We were able to confirm @ahus1's previous load test outcome that the Client Secret scenario works as expected against a similarly setup Keycloak application and would approximately need 1 vCPU for every 250 users-per-sec throughput and would it be wise to allocate 2 vCPU for that run rate to accommodate for any JDBC spikes that may occur during pod restarts.

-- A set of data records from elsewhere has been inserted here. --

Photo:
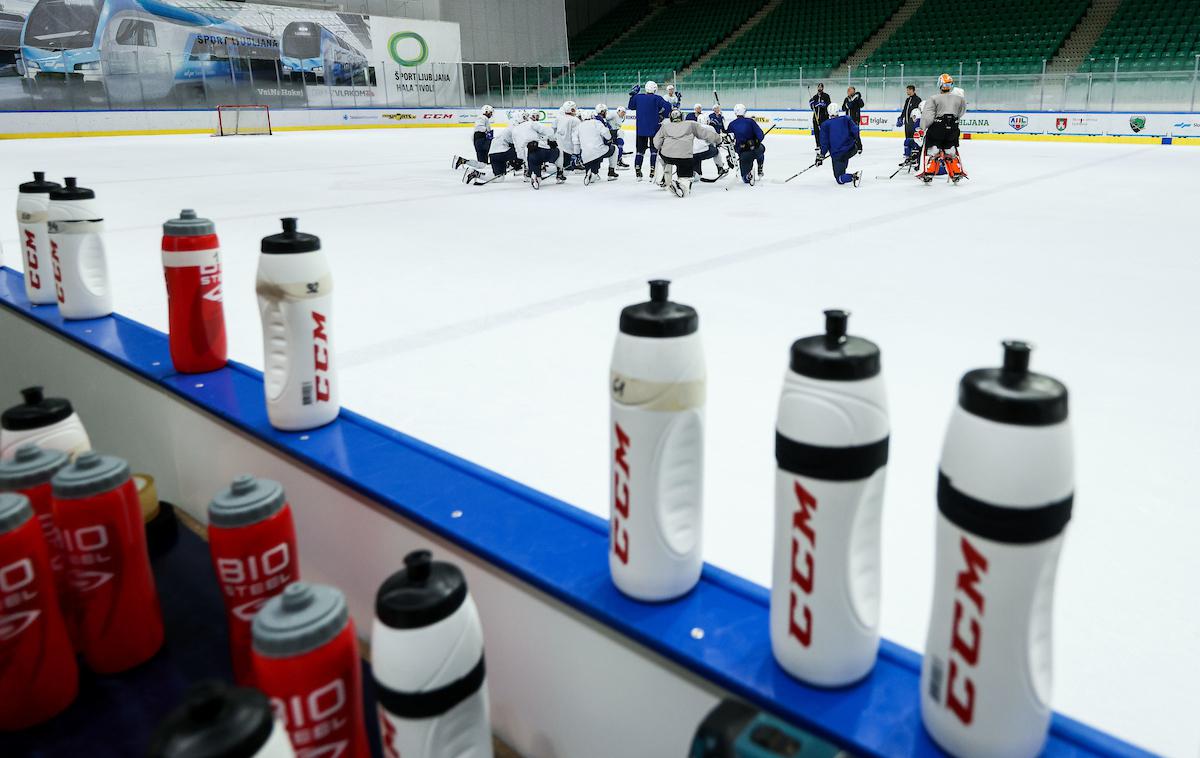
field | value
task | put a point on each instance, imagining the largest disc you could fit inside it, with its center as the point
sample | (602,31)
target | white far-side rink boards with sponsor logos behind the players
(1125,128)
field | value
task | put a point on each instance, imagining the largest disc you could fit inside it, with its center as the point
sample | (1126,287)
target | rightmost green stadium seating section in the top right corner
(1149,35)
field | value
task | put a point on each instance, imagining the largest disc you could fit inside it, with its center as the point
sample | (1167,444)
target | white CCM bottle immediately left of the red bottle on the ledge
(77,254)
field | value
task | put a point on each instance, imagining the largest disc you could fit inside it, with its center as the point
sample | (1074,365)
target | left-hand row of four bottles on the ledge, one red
(65,263)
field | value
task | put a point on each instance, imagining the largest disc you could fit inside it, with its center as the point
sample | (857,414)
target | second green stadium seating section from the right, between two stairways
(1006,38)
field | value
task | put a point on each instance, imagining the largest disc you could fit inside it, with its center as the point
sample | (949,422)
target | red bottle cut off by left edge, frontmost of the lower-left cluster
(39,677)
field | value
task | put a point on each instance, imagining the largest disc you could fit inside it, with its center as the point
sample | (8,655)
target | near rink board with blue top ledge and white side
(575,669)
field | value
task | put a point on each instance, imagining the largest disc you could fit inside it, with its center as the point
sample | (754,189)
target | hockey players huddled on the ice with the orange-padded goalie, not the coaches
(531,147)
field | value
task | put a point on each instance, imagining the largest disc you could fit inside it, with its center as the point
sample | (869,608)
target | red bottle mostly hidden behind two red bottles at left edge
(29,473)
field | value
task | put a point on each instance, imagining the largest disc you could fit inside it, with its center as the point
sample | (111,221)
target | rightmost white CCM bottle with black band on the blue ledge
(1005,492)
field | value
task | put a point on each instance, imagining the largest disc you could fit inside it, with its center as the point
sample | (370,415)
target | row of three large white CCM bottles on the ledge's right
(1004,498)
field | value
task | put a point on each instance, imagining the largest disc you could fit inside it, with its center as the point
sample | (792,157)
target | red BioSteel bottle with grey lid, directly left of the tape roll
(112,588)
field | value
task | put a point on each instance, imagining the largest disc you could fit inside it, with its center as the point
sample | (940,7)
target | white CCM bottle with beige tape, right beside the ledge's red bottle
(296,300)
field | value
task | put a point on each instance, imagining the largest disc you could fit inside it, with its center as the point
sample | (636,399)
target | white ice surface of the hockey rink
(482,321)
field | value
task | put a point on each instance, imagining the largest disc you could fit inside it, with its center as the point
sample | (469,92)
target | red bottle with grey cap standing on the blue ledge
(191,258)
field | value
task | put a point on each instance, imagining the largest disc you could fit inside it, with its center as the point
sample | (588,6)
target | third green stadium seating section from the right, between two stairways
(800,34)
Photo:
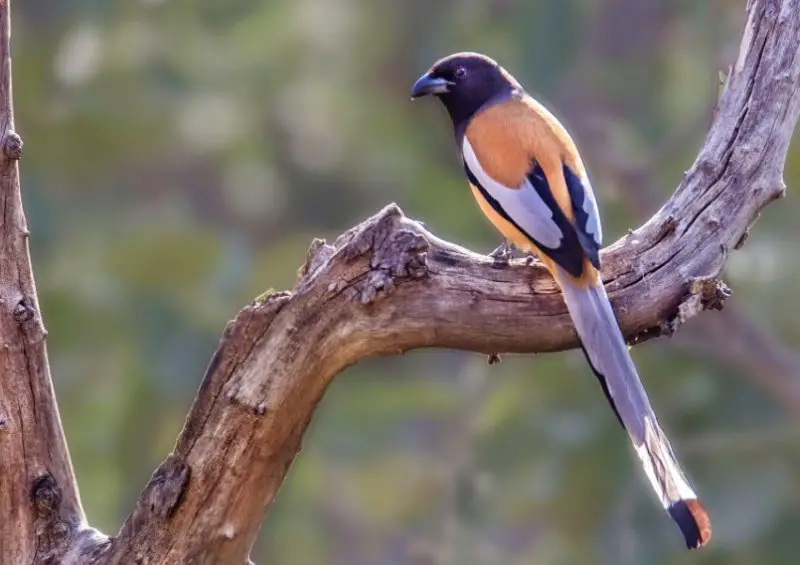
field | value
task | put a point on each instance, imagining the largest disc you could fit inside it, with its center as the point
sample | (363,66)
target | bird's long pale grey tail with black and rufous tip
(608,355)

We spend quite a bit of time understanding the peak for Authorization Code and we found that,

• Without any failures we were able to exceed the target, with 100,000 sessions already in the ISPN cache, we were able achieve 50 users-per-sec throughput for 1 vCPU for the Authorization Code scenario with response time under 300 ms for endpoints.
• With simulated failures we found CPU throttling to be a main concern when pod restarts happen and it would make sense to allocate 2X the vCPU of a standard load to accommodate for any resource utilization spikes.
• In addition to that, we found a ISPN cache communication related issue which occurs randomly when a pod restarts and fails to come back up cleanly due to a failure in the cluster-wide communication.
• We found couple more cluster wide communication related issues, which we suspect would be fixed by the ISPN fix from the above issue, we will retest once we have a build for it and log additional tickets as needed.
• For a 6 Keycloak pods setup, the pods recover after a failure within 45 seconds with OTEL enabled and 25 seconds with OTEL disabled when the cluster doesn't experience other secondary issues such as CPU throttling or ISPN communication related issues

Overall I think we achieved what we set out for with the Single OCP cluster related failure tests.

[ahus1]

Thank you @kami619 - this resolves it for me. Added #438 as a follow-up as the cluster failures we've seen are troubling me.